静岡県伊豆市の宗教法人の敷地から廃棄物を含む土砂が流出した問題で、静岡県は7月13日、土砂の崩落防止工事や廃棄物撤去などの行政代執行に着手しました。

<静岡県くらし・環境部杉本昌一部長>
「ただいまから廃棄物の処理及び清掃に関する法律、第19条8に基づき行政代執行を開始します」
廃棄物が混じった土砂の流出が発覚してから6年、斜面を掘り返すと、解体工事現場で出されたとみられるコンクリート片などが次々見つかりました。

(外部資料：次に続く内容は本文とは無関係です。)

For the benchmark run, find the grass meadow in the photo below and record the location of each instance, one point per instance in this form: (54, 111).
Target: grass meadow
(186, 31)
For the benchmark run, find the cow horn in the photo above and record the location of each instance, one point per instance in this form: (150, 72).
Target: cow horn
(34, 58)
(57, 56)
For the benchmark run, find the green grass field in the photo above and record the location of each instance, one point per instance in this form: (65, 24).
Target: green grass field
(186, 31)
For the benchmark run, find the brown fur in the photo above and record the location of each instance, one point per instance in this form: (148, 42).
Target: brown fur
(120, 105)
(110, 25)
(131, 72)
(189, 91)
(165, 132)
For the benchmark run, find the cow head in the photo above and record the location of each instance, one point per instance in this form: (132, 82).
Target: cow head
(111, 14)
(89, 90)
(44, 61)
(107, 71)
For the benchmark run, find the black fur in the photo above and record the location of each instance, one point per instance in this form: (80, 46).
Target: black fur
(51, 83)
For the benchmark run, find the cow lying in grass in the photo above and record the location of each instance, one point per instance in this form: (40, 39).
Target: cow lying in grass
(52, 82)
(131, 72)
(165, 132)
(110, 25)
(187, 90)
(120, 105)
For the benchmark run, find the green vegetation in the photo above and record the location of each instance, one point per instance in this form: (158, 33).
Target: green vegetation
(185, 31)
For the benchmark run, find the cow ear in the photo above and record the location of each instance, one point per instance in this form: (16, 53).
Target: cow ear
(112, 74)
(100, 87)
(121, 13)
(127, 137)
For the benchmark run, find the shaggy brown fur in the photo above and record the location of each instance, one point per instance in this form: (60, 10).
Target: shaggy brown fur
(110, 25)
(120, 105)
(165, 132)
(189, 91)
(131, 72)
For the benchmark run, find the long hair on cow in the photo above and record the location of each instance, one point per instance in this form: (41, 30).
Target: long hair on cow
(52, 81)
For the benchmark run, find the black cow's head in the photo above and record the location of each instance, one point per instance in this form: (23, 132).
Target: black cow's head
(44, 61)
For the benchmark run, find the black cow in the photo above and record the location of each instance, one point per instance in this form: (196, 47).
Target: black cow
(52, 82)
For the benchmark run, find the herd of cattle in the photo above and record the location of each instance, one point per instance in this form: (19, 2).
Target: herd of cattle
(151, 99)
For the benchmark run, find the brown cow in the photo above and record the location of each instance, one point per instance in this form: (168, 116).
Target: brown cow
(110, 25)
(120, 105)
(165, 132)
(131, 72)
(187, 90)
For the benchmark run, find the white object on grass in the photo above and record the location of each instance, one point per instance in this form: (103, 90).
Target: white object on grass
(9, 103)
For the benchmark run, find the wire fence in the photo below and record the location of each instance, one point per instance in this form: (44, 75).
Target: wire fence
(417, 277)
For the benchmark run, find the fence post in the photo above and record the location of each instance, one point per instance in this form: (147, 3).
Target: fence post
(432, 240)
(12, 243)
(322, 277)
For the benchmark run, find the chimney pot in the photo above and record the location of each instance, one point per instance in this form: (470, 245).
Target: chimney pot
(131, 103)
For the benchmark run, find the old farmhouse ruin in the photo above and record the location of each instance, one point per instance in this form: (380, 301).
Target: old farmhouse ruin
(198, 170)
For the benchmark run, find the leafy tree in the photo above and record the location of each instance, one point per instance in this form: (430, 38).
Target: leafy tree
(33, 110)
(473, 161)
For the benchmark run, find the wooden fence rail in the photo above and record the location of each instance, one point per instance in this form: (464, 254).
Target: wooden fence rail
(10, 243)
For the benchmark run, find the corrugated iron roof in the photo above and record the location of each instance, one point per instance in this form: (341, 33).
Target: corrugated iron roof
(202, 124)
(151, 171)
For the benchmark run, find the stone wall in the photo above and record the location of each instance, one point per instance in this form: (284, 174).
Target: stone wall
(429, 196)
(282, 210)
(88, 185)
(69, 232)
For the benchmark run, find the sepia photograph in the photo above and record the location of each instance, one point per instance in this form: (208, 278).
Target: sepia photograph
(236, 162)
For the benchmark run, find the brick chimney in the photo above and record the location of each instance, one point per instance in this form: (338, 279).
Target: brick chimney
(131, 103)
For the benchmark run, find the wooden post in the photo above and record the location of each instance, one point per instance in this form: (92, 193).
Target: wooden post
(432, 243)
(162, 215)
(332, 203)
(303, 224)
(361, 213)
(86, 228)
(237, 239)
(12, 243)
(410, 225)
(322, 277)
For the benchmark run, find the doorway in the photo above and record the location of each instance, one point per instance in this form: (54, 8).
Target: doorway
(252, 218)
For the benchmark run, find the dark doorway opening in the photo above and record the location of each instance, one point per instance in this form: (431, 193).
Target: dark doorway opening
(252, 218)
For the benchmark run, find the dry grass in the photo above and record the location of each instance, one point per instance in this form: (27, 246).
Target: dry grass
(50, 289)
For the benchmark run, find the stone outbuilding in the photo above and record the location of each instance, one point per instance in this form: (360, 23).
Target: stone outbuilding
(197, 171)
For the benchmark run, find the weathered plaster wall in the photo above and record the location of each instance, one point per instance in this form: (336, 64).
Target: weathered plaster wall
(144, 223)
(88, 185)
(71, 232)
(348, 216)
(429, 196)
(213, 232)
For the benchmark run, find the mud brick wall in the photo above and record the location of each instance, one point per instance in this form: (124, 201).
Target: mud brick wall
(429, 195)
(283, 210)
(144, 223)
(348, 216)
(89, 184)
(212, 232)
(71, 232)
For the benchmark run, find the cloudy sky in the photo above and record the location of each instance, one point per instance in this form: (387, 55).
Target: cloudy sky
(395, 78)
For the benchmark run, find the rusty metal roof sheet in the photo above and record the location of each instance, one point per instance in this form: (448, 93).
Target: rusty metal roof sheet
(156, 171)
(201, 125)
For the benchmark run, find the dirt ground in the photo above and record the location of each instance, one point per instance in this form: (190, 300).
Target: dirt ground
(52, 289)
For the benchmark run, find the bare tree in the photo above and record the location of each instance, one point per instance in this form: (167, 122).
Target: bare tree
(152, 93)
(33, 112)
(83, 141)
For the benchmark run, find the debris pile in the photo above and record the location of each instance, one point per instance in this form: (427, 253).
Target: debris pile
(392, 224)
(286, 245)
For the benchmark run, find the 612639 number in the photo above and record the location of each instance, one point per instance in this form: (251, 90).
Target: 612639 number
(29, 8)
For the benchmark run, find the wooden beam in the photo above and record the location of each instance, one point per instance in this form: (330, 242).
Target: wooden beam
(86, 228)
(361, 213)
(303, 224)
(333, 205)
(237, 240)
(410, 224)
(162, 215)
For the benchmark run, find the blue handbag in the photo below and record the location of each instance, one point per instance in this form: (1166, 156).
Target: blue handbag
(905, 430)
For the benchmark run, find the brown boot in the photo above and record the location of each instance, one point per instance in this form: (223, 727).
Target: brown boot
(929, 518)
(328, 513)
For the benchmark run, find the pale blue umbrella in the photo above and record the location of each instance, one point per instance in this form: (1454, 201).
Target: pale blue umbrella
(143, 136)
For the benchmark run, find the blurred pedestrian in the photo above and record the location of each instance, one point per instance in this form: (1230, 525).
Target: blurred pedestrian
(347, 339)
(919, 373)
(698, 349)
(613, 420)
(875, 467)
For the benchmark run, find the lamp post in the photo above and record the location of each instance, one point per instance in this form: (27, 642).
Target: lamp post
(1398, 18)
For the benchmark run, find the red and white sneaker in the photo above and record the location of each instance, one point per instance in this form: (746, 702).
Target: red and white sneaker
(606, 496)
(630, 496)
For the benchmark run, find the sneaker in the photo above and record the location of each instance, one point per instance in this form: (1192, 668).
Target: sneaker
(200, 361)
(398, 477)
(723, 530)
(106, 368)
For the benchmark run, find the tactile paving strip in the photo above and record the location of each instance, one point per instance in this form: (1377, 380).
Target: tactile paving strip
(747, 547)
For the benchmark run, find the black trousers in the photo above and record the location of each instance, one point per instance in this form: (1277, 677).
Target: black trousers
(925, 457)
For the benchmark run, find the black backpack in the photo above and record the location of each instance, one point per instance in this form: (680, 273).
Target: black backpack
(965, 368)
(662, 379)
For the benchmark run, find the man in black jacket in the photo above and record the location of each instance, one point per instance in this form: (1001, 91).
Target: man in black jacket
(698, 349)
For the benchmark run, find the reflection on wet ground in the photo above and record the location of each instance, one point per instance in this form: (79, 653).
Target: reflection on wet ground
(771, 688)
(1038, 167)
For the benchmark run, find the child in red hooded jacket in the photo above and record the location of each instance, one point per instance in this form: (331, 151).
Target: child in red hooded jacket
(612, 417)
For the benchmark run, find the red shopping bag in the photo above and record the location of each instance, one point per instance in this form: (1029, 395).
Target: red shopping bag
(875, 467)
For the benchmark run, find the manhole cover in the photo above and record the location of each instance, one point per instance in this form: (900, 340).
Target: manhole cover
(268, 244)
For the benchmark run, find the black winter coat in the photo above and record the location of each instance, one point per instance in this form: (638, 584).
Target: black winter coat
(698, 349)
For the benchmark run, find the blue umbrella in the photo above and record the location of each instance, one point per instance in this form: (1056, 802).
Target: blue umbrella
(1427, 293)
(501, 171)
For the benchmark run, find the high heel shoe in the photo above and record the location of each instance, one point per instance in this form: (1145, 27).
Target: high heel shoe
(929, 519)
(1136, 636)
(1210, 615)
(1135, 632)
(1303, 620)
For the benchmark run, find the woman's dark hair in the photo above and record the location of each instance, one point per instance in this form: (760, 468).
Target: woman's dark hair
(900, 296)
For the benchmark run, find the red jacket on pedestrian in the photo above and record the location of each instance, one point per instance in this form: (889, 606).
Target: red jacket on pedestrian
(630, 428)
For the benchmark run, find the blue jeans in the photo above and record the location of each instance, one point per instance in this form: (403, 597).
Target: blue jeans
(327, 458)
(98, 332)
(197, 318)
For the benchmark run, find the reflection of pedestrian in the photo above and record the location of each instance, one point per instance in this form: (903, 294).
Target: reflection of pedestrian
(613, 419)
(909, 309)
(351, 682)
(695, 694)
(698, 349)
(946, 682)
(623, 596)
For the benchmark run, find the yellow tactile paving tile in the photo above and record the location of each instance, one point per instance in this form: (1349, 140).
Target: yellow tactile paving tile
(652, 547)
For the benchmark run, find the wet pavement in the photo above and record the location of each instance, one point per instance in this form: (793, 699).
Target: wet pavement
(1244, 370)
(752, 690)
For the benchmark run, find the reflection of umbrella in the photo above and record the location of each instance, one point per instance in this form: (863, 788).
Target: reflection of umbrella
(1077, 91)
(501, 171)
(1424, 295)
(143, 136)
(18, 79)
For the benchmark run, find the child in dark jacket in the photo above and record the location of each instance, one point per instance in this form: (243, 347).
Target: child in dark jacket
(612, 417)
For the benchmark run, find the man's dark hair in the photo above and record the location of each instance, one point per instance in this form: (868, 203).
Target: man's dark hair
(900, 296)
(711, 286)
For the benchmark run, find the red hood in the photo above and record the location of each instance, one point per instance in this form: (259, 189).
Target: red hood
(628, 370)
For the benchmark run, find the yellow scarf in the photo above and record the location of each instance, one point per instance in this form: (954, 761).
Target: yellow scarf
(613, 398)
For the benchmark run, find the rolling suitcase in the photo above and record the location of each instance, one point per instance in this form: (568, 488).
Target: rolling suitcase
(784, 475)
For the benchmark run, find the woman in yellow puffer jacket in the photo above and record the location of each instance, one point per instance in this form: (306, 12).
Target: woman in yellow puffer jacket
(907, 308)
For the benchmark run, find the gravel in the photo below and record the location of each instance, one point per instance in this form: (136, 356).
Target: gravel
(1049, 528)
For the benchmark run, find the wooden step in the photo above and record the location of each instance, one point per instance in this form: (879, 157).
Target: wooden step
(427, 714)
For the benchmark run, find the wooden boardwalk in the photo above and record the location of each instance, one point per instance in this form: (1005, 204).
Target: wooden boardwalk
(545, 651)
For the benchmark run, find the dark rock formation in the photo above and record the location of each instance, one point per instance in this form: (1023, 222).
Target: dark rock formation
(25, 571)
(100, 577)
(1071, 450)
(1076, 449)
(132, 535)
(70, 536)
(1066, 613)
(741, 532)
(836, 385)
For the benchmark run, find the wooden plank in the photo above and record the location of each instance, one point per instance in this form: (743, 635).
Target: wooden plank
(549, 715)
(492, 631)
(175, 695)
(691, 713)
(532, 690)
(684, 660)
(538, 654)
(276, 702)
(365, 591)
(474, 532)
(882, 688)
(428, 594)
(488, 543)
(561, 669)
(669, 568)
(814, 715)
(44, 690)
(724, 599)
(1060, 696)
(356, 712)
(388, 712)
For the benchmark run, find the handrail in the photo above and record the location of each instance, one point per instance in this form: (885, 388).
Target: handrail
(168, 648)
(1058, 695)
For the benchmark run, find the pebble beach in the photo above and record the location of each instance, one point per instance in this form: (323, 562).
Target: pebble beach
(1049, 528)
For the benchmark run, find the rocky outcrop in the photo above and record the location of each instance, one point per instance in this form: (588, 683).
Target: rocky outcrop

伊豆市大平柿木地区では2020年7月、宗教法人「平和寺本山」の敷地から1万1300立方メートルに上る、産業廃棄物が混じった土砂が狩野川支流の柿木川に流出しました。
県は2021年、宗教法人と法人の役員に対し、敷地外に流出した廃棄物すべての撤去や流出防止対策など廃棄物処理法に基づく措置命令を出したましたが、期限までに実行されませんでした。
県は廃棄物処理法に基づき崩落を防ぐための工事や、排水路の設置、廃棄物の撤去などの行政代執行を進めます。
行政代執行による工事を2027年1月末をめどに終えて、2億1560万円に上る工事費用は宗教法人や代表者側に請求するということです。
<県廃棄物リサイクル課 緒方啓介課長>
「こういった現場が他では生じないように、県としてもこれから監視体制などを強化したいと考えています」
この事件をめぐり、静岡地裁沼津支部は7月9日、廃棄物の処理及び清掃に関する法律違反の罪で平和寺本山の僧侶の男に罰金50万円の有罪判決を言い渡しました。
また、宗教法人と代表役員の女性にそれぞれ罰金30万円の略式命令が出されました。